A cherry bomb, along with many other small firecrackers, is quite capable of destroying a toilet. The amount of damage depends on whether the wick is waterproof, how far down the pipe the firecracker gets, and the shape of the pipe. Most fireworks are somewhat waterproof to avoid failures from humidity. If it detonates on the surface, less damage is likely; once it goes down the pipe, damage is typically greater if the pipe kinks in such a way as to prevent rapid expansion of the contents. Sometimes it will just blow a hole in the tube, other times explode more dramatically. A large firecracker may completely destroy the bowl.
Louie the Lump is a T-American cartoon that uses a lot of situational and slapstick humor. The lead character Louie is an animated lump of clay, so he can take any shape (although his color doesn't change) and squeeze through incredibly small holes. He's always getting into tight situations that he has to escape by impersonating objects or oozing through tiny gaps. The tone is deliberately lighthearted and silly.

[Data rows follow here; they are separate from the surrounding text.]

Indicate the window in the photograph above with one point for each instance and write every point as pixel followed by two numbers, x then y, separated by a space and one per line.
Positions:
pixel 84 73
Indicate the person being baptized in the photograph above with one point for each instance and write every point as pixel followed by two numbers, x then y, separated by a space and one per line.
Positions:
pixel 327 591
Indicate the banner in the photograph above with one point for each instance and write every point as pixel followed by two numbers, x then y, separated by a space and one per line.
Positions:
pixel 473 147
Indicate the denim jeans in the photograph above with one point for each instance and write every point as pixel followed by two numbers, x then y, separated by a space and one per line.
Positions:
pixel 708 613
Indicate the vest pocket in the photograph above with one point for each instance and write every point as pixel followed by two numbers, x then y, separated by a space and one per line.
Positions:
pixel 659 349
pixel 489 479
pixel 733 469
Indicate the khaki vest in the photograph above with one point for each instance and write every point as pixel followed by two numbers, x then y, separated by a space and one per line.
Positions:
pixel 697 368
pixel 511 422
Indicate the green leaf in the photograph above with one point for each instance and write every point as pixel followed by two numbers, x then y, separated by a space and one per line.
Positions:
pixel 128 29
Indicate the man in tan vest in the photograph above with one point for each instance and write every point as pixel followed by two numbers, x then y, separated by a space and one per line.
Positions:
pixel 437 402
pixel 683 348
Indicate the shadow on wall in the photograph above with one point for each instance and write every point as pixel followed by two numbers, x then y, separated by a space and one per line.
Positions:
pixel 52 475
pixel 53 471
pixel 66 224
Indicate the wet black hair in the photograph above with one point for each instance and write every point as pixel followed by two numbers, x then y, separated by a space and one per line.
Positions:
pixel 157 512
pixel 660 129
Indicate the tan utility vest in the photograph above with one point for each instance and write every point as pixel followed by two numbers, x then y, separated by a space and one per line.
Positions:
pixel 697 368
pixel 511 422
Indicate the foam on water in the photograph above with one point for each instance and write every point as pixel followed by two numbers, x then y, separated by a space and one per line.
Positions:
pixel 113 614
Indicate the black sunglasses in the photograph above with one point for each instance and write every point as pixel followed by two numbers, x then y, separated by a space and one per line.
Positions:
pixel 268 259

Spaghetti Primavera is a spring vegetable pasta. Fettucine ai Frutti di Mare is often made with wine, but doesn't have to be, so it's left out of what Heron brought. The cheese breadsticks use real cheddar. The garlic breadsticks are vegan. Gelato comes in many flavors: fragola is strawberry and cannella is cinnamon.
Sunshine Daydream $8.00
Our "Bean To Bar" milk chocolate. A unique and wonderful milk chocolate. Traditionally milk chocolate is made with non fat powdered milk, but to us this seemed wrong. So we hunted and searched for a true milk fat powder and found powdered cultured buttermilk. This bar is so rich, so fantastic, that it defies conventional wisdom.
Marjoram, oregano, parsley, rosemary, sage, and thyme are some of the best digestive herbs.
Basil, oregano, parsley, rosemary, and sage appear throughout much of Italian cuisine.
Olive oil is a healthy fat. It has many benefits, especially for the digestive system and pregnant people. There are many dipping sauces based on olive oil. Two of the simplest and best are: olive oil + powdered parmesan + black pepper and olive oil + Italian herbs.